Friday, 20 July 2012

Clouzot's Inferno (movie review)




Clouzot’s Inferno (documentary) (2009) (1 hr 34 mins)
In 1964 acclaimed French film director Henri-Georges Clouzot (Wages of Fear, Diabolique) began work on his most experimental film. Engaging 3 camera crews and 150 technicians, he was planning to use innovative visual and sound effects to tell the story of extreme jealousy felt by a hotel owner towards his young wife, a role being played by Romy Schneider. But production of the film was beset with problems and when Clouzot suffered a heart attack three weeks into filming, the film was abandoned.

This French documentary from Serge Bromberg and Rux Medre tells the story of this ill-fated film, showing excerpts from the material filmed, interviews with members of the cast and crew, footage of the film-making process and reconstructed scenes using actors to recreate key scenes from the screenplay. The story turns out to be fascinating.

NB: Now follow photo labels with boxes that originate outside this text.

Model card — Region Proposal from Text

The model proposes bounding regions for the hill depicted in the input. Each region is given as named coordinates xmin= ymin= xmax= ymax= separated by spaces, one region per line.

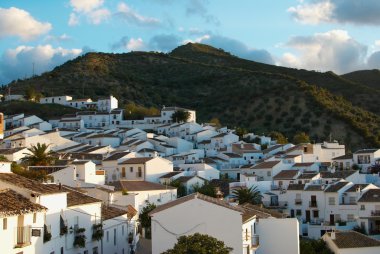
xmin=2 ymin=44 xmax=380 ymax=148
xmin=341 ymin=69 xmax=380 ymax=91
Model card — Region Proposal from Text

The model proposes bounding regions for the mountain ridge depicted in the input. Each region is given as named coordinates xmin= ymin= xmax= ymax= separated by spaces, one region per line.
xmin=2 ymin=44 xmax=380 ymax=147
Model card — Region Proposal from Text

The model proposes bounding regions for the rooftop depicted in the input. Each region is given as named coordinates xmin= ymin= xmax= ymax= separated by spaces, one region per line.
xmin=110 ymin=180 xmax=176 ymax=191
xmin=0 ymin=189 xmax=47 ymax=217
xmin=327 ymin=230 xmax=380 ymax=249
xmin=0 ymin=173 xmax=62 ymax=194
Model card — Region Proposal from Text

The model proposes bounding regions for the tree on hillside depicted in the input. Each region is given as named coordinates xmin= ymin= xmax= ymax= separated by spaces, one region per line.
xmin=162 ymin=233 xmax=233 ymax=254
xmin=293 ymin=132 xmax=310 ymax=144
xmin=269 ymin=131 xmax=288 ymax=144
xmin=21 ymin=143 xmax=56 ymax=166
xmin=232 ymin=186 xmax=263 ymax=205
xmin=210 ymin=117 xmax=222 ymax=128
xmin=172 ymin=110 xmax=190 ymax=123
xmin=139 ymin=202 xmax=156 ymax=238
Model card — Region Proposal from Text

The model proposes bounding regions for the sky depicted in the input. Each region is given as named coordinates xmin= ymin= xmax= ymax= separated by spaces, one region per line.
xmin=0 ymin=0 xmax=380 ymax=85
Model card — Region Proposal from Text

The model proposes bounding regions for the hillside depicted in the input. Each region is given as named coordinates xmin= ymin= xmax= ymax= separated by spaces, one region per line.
xmin=341 ymin=69 xmax=380 ymax=91
xmin=2 ymin=44 xmax=380 ymax=148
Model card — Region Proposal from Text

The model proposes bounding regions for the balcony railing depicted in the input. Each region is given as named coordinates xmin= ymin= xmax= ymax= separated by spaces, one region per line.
xmin=309 ymin=201 xmax=317 ymax=207
xmin=252 ymin=235 xmax=260 ymax=248
xmin=15 ymin=226 xmax=31 ymax=248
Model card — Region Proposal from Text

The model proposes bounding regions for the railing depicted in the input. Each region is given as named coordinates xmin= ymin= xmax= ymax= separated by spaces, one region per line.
xmin=309 ymin=201 xmax=317 ymax=207
xmin=252 ymin=235 xmax=260 ymax=247
xmin=15 ymin=226 xmax=31 ymax=248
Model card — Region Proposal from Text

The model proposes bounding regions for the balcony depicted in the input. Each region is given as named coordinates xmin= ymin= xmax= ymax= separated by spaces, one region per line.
xmin=252 ymin=235 xmax=260 ymax=248
xmin=309 ymin=201 xmax=317 ymax=207
xmin=15 ymin=226 xmax=31 ymax=248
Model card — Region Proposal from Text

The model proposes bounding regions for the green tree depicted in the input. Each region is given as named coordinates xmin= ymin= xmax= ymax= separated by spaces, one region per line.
xmin=169 ymin=180 xmax=187 ymax=198
xmin=172 ymin=110 xmax=190 ymax=123
xmin=162 ymin=233 xmax=233 ymax=254
xmin=269 ymin=131 xmax=288 ymax=144
xmin=232 ymin=186 xmax=263 ymax=205
xmin=210 ymin=117 xmax=222 ymax=128
xmin=139 ymin=202 xmax=156 ymax=239
xmin=22 ymin=143 xmax=56 ymax=166
xmin=293 ymin=132 xmax=310 ymax=144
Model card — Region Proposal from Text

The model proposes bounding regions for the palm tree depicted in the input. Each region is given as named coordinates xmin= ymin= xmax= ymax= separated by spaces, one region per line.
xmin=232 ymin=186 xmax=263 ymax=205
xmin=22 ymin=143 xmax=55 ymax=166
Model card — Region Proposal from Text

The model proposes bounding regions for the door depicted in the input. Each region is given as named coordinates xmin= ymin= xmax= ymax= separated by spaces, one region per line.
xmin=330 ymin=214 xmax=335 ymax=225
xmin=306 ymin=210 xmax=310 ymax=222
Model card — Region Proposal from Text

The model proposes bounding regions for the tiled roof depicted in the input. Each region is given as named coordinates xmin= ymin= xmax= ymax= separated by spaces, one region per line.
xmin=327 ymin=230 xmax=380 ymax=249
xmin=120 ymin=157 xmax=153 ymax=164
xmin=355 ymin=149 xmax=379 ymax=154
xmin=305 ymin=184 xmax=325 ymax=191
xmin=293 ymin=162 xmax=314 ymax=167
xmin=103 ymin=152 xmax=130 ymax=161
xmin=102 ymin=205 xmax=137 ymax=220
xmin=0 ymin=189 xmax=47 ymax=217
xmin=321 ymin=170 xmax=357 ymax=179
xmin=239 ymin=203 xmax=286 ymax=222
xmin=0 ymin=173 xmax=62 ymax=194
xmin=0 ymin=147 xmax=25 ymax=154
xmin=252 ymin=161 xmax=280 ymax=169
xmin=297 ymin=172 xmax=318 ymax=179
xmin=149 ymin=192 xmax=245 ymax=216
xmin=273 ymin=170 xmax=299 ymax=180
xmin=224 ymin=153 xmax=242 ymax=158
xmin=110 ymin=180 xmax=176 ymax=191
xmin=325 ymin=182 xmax=348 ymax=192
xmin=287 ymin=184 xmax=305 ymax=191
xmin=358 ymin=189 xmax=380 ymax=203
xmin=332 ymin=154 xmax=353 ymax=160
xmin=62 ymin=186 xmax=102 ymax=207
xmin=159 ymin=171 xmax=182 ymax=178
xmin=345 ymin=183 xmax=369 ymax=192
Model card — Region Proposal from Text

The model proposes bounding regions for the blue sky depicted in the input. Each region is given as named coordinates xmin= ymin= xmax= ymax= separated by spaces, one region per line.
xmin=0 ymin=0 xmax=380 ymax=84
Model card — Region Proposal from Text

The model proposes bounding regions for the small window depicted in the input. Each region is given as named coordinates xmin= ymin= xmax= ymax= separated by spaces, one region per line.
xmin=3 ymin=218 xmax=8 ymax=230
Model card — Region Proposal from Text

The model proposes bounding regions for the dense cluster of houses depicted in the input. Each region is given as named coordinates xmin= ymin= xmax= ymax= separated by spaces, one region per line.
xmin=0 ymin=96 xmax=380 ymax=254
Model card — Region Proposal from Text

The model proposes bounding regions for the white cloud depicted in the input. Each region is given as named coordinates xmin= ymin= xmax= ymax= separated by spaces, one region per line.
xmin=70 ymin=0 xmax=104 ymax=13
xmin=116 ymin=3 xmax=161 ymax=26
xmin=0 ymin=7 xmax=52 ymax=41
xmin=288 ymin=0 xmax=380 ymax=25
xmin=288 ymin=1 xmax=334 ymax=24
xmin=68 ymin=0 xmax=111 ymax=26
xmin=279 ymin=30 xmax=367 ymax=73
xmin=45 ymin=34 xmax=71 ymax=42
xmin=68 ymin=12 xmax=79 ymax=26
xmin=0 ymin=44 xmax=82 ymax=84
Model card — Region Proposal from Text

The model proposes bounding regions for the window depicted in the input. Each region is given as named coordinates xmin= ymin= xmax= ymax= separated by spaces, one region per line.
xmin=113 ymin=228 xmax=116 ymax=245
xmin=3 ymin=218 xmax=8 ymax=230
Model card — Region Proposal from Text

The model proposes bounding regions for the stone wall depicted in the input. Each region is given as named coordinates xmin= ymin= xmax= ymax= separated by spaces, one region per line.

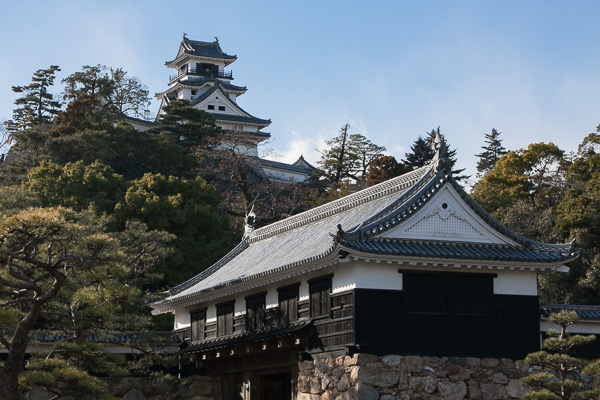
xmin=298 ymin=354 xmax=528 ymax=400
xmin=27 ymin=376 xmax=221 ymax=400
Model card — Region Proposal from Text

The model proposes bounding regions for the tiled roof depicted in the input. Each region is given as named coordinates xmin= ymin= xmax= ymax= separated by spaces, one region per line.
xmin=338 ymin=237 xmax=576 ymax=262
xmin=31 ymin=331 xmax=181 ymax=344
xmin=153 ymin=140 xmax=579 ymax=311
xmin=343 ymin=171 xmax=581 ymax=261
xmin=540 ymin=304 xmax=600 ymax=321
xmin=183 ymin=320 xmax=312 ymax=353
xmin=210 ymin=113 xmax=271 ymax=126
xmin=190 ymin=80 xmax=271 ymax=127
xmin=260 ymin=158 xmax=312 ymax=174
xmin=173 ymin=77 xmax=248 ymax=92
xmin=123 ymin=115 xmax=158 ymax=126
xmin=153 ymin=166 xmax=432 ymax=307
xmin=166 ymin=37 xmax=237 ymax=64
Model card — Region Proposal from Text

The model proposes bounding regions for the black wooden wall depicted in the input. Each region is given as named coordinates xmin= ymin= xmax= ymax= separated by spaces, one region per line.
xmin=354 ymin=289 xmax=540 ymax=359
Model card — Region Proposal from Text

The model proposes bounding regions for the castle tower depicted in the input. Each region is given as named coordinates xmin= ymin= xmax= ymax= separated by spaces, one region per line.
xmin=156 ymin=34 xmax=271 ymax=157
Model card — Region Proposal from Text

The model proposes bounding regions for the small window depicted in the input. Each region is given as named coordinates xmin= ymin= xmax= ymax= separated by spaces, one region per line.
xmin=308 ymin=275 xmax=332 ymax=317
xmin=277 ymin=283 xmax=300 ymax=324
xmin=246 ymin=293 xmax=266 ymax=331
xmin=190 ymin=309 xmax=206 ymax=342
xmin=217 ymin=303 xmax=233 ymax=336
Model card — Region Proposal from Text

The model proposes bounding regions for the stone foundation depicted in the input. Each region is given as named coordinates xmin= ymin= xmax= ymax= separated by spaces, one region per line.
xmin=27 ymin=376 xmax=221 ymax=400
xmin=298 ymin=354 xmax=528 ymax=400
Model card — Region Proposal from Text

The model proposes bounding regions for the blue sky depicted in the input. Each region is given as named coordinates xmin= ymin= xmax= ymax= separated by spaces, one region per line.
xmin=0 ymin=0 xmax=600 ymax=183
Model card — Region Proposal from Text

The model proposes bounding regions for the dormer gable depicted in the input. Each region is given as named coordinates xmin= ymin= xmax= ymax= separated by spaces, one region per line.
xmin=380 ymin=184 xmax=516 ymax=245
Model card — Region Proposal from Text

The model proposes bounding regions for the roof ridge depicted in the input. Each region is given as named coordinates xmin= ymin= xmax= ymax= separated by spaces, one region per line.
xmin=166 ymin=238 xmax=248 ymax=296
xmin=448 ymin=175 xmax=581 ymax=253
xmin=248 ymin=163 xmax=435 ymax=243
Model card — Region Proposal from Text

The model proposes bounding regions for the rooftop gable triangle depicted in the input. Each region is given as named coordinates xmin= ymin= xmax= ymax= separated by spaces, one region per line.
xmin=248 ymin=164 xmax=435 ymax=243
xmin=190 ymin=80 xmax=271 ymax=126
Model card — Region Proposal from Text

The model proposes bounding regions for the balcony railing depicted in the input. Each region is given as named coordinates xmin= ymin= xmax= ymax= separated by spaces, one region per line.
xmin=169 ymin=65 xmax=233 ymax=82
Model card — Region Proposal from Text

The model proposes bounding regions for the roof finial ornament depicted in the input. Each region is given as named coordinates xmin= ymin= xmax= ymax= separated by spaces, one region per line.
xmin=433 ymin=126 xmax=451 ymax=173
xmin=244 ymin=204 xmax=256 ymax=237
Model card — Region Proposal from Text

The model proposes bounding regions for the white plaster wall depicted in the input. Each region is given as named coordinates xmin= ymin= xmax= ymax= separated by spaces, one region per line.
xmin=540 ymin=321 xmax=600 ymax=335
xmin=355 ymin=261 xmax=402 ymax=290
xmin=263 ymin=166 xmax=307 ymax=182
xmin=378 ymin=185 xmax=512 ymax=244
xmin=175 ymin=260 xmax=540 ymax=333
xmin=332 ymin=262 xmax=356 ymax=293
xmin=493 ymin=270 xmax=537 ymax=296
xmin=173 ymin=308 xmax=190 ymax=329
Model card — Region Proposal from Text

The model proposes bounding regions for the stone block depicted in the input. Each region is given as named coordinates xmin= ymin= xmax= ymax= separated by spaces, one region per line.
xmin=423 ymin=376 xmax=438 ymax=394
xmin=437 ymin=381 xmax=467 ymax=400
xmin=446 ymin=364 xmax=471 ymax=381
xmin=344 ymin=353 xmax=379 ymax=366
xmin=310 ymin=376 xmax=323 ymax=394
xmin=506 ymin=379 xmax=529 ymax=399
xmin=490 ymin=372 xmax=508 ymax=385
xmin=348 ymin=383 xmax=379 ymax=400
xmin=423 ymin=357 xmax=444 ymax=369
xmin=404 ymin=356 xmax=425 ymax=372
xmin=337 ymin=375 xmax=350 ymax=392
xmin=481 ymin=358 xmax=500 ymax=368
xmin=298 ymin=361 xmax=315 ymax=373
xmin=357 ymin=364 xmax=398 ymax=388
xmin=123 ymin=389 xmax=146 ymax=400
xmin=188 ymin=379 xmax=213 ymax=397
xmin=381 ymin=354 xmax=406 ymax=368
xmin=467 ymin=379 xmax=483 ymax=400
xmin=465 ymin=357 xmax=481 ymax=369
xmin=479 ymin=383 xmax=506 ymax=400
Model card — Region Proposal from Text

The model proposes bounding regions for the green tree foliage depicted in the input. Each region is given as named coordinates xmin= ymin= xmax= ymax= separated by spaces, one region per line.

Given an unlimited budget by Columbia Pictures, Clouzot devoted a good deal of time to creating psychedelic visual and sound effects and from the clips of the filmed scenes one has to wonder if these effects really would have added much to the completed film. Once filming got underway, it appears that tensions started to build up. Clouzot was suffering from insomnia and would wake up the crew in the middle of the night to discuss ideas. He demanded actor Serge Reggiani repeat the same scene so often that Reggiani walked off the set, never to return.

There were other problems too: a heatwave and an artificial lake which provided a key location being emptied by the local authority. In the interviews with various cast and crew members, a picture emerges of a troubled director, struggling with his own demons and with a film that seemed to be getting out of his control. You can’t help feeling there was more going on with Clouzot than this documentary shows. Interestingly, he only made one more film (La Prisonniere) and died in 1977. In 1994 Claude Chabrol purchased the script from Clouzot’s widow and made his own version of Inferno.